Das Verwaltungsgericht Wien führte in seinem Erkenntnis vom 5. Juni 2020, GZ: VGW-031/047/5718/2020-2, aus:

"Insofern die belangte Behörde in ihrer Stellungnahme vom 29.5.2020 die Auffassung vertritt, dass bei Auslegung des § 2 Z. 5 der genannten Verordnung danach zu differenzieren sei, welchem Zweck das Betreten des öffentlichen Ortes im Freien nach dem Willen des Betretenden dienen solle, ist zunächst darauf zu verweisen, dass sich dem Verordnungstext nicht annähernd entnehmen lässt, zu welchen (bloß eingeschränkten) Zwecken dies gestattet sein sollte. Dazu kommt, dass die Nichteinhaltung der genannten Bestimmung unter Strafsanktion steht, sodass der einzelne Normunterworfene bereits zum Zeitpunkt seines Handelns klar erkennen können muss, durch welches Verhalten er sich allenfalls strafbar macht. Dies wäre jedoch dann nicht gegeben, wenn erst im Nachhinein seitens der Strafbehörde (oder des Verordnungsgebers) der genannte Ausnahmetatbestand dahingehend einschränkend ausgelegt wird, dass das Betreten des öffentlichen Ortes nur zu bestimmten - im Normtext selbst nicht näher genannten - Zwecken gestattet sei. [...]

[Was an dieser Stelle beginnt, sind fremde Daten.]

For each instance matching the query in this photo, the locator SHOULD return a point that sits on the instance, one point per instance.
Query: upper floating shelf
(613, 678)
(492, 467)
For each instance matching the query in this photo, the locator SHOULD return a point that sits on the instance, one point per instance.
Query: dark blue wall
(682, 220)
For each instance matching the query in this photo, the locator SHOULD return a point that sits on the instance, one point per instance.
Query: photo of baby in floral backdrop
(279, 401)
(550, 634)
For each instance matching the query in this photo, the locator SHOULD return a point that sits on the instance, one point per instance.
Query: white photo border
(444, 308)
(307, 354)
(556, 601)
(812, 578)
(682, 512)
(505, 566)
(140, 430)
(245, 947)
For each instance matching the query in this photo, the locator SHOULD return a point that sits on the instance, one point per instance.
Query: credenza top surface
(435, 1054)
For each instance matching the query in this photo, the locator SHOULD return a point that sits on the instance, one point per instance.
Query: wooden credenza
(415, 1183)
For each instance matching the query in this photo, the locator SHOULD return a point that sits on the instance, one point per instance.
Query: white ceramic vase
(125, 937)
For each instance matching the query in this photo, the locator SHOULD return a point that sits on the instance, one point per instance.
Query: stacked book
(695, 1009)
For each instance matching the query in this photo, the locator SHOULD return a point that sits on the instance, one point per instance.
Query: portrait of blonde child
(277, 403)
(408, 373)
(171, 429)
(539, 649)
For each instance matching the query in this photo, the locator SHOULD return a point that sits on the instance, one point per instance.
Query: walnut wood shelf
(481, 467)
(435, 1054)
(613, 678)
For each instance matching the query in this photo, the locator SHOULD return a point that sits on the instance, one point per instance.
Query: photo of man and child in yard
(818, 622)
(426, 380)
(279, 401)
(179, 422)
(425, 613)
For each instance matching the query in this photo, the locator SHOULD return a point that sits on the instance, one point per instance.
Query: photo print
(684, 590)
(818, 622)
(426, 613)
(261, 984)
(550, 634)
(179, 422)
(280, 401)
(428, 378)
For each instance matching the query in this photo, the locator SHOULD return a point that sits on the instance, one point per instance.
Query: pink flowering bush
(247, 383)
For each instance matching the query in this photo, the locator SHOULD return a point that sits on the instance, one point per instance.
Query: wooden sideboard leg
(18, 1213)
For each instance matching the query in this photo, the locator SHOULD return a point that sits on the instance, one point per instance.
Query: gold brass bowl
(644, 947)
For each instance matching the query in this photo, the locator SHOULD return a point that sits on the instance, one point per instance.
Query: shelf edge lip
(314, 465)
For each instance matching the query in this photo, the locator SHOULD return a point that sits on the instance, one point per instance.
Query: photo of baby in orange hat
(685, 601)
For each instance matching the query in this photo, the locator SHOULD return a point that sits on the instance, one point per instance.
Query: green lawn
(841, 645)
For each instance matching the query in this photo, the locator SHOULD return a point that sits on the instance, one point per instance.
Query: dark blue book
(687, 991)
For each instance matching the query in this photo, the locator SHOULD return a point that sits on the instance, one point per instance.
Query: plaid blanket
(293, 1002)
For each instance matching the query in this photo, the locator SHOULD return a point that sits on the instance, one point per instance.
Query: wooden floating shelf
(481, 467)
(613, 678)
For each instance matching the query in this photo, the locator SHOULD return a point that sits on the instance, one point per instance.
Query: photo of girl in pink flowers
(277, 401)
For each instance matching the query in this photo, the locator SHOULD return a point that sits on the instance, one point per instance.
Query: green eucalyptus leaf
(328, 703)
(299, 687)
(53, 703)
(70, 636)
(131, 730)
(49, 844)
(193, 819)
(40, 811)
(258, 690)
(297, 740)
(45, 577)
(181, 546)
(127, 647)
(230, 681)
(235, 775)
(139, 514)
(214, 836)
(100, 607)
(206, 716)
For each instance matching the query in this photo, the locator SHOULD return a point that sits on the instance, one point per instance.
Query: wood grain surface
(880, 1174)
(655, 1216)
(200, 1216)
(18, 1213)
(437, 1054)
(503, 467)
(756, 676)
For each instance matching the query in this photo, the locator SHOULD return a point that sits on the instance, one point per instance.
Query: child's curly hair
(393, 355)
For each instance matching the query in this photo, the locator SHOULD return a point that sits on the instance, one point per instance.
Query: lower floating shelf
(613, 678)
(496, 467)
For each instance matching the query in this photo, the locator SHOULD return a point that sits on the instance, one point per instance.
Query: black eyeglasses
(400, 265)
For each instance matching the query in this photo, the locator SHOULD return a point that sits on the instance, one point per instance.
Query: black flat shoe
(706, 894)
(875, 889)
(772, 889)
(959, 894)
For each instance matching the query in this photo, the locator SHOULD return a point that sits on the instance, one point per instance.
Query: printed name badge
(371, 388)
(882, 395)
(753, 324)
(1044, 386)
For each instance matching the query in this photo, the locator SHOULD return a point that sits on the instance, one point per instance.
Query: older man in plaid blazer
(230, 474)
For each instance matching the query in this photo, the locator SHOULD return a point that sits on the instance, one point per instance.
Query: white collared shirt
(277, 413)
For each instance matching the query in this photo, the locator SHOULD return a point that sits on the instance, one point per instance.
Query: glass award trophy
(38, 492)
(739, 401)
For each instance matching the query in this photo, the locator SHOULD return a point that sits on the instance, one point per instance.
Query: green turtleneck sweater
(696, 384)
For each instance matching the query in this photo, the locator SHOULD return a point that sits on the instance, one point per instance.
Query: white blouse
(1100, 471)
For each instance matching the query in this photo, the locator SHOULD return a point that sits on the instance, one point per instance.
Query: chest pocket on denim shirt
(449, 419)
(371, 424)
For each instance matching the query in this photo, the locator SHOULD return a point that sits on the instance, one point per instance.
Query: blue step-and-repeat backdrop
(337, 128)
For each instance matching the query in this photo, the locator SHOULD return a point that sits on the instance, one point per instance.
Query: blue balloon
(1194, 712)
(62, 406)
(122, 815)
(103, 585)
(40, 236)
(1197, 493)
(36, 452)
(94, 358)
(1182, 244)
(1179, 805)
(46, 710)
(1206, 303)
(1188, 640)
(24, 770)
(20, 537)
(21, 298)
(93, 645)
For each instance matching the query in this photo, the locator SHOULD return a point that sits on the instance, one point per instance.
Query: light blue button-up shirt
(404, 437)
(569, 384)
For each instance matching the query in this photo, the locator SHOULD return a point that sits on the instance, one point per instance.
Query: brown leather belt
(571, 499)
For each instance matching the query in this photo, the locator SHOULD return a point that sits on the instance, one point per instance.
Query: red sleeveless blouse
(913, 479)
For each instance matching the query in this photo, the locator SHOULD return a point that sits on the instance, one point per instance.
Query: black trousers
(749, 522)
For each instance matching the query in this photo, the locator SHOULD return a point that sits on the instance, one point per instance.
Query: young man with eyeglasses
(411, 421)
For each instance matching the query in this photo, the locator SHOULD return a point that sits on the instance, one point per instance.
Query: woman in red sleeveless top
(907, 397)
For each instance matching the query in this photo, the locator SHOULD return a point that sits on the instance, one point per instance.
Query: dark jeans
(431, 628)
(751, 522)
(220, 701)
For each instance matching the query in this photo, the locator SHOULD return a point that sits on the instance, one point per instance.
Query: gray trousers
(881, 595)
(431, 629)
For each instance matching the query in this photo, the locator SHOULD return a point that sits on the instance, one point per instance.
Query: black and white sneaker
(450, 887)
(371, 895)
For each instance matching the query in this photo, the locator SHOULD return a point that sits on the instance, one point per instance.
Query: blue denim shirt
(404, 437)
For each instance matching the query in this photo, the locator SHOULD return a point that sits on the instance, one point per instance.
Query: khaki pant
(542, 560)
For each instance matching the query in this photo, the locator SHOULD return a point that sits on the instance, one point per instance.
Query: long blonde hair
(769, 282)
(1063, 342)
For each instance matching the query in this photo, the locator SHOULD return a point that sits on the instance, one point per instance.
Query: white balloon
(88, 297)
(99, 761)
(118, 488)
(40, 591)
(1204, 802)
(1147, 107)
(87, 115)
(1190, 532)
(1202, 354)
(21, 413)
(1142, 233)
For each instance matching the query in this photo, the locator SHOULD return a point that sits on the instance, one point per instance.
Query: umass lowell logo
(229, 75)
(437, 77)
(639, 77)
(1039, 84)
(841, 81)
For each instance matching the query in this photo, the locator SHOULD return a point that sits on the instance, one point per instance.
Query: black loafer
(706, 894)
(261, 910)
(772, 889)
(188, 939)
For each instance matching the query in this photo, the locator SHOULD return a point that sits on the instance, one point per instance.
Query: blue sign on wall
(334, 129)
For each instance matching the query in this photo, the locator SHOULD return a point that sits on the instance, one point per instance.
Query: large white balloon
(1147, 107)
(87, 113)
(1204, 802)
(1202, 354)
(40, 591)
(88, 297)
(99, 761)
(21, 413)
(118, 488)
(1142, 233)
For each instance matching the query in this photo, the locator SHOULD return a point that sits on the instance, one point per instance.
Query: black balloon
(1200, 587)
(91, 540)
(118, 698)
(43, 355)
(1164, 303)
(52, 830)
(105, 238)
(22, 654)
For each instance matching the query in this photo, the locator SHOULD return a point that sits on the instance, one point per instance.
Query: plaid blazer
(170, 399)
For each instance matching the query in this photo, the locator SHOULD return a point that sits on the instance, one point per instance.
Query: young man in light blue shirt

Angesichts des dargestellten unzweifelhaften Auslegungsergebnisses ist dem Umstand, dass der zuständige Verordnungsgeber (Bundesminister für Soziales, Gesundheit, Pflege und Konsumentenschutz) allenfalls in Presseerklärungen oder dergleichen eine davon abweichende Auffassung vertreten hat, keine rechtserhebliche Bedeutung beizumessen."

Der Umstand, dass über das Ausmaß des Betretungsverbots öffentlicher Orte in der Bevölkerung und bei den Sicherheits- und Gesundheitsbehörden große Unklarheit herrschte, ist maßgeblich auch Mitgliedern der türkis-grünen Bundesregierung zuzuschreiben. Diese haben mit der geltenden Rechtslage widersprechenden Behauptungen Verwirrung gestiftet, sodass ein Großteil der Normunterworfenen nicht mehr erkennen konnte, was nun verboten ist und was erlaubt. Außerdem kam es in der Folge auch zu zahlreichen Strafen für eigentlich erlaubtes Verhalten, viele in der Höhe von mehreren hundert Euro. Nicht alle Betroffenen haben jedoch ein Rechtsmittel ergriffen oder hatten die Möglichkeit dazu. Damit die die Rechtslage verkennenden Darstellungen der Regierung nicht zulasten der Bürgerinnen und Bürger gehen, ist eine Generalamnestie im Zusammenhang mit Corona-Strafen geboten. Im Konkreten sollen alle aufgrund von § 3 Abs 3 und § 2 COVID-19-Maßnahmengesetz iVm § 1 der Verordnung gem § 2 Z 1 des COVID-19 Maßnahmengesetzes, BGBl II Nr 98/2020 idjgF, eingeleiteten Verwaltungsstrafverfahren eingestellt, bereits verhängte Strafen nachgesehen und bereits bezahlte Strafen rückerstattet werden.

 

Die unterfertigten Abgeordneten stellen daher folgenden

ENTSCHLIESSUNGSANTRAG


Der Nationalrat wolle beschließen:

"Die Bundesregierung wird aufgefordert, ehestmöglich Maßnahmen zu setzen, die sicherstellen, dass alle aufgrund von § 3 Abs 3 und § 2 COVID-19-Maßnahmengesetz iVm § 1 der Verordnung gem § 2 Z 1 des COVID-19 Maßnahmengesetzes, BGBl II Nr 98/2020 idjgF, eingeleiteten Verwaltungsstrafverfahren eingestellt, bereits verhängte Strafen nachgesehen und bereits bezahlte Strafen rückerstattet werden." 

 

In formeller Hinsicht wird die Zuweisung an den Verfassungsausschuss vorgeschlagen.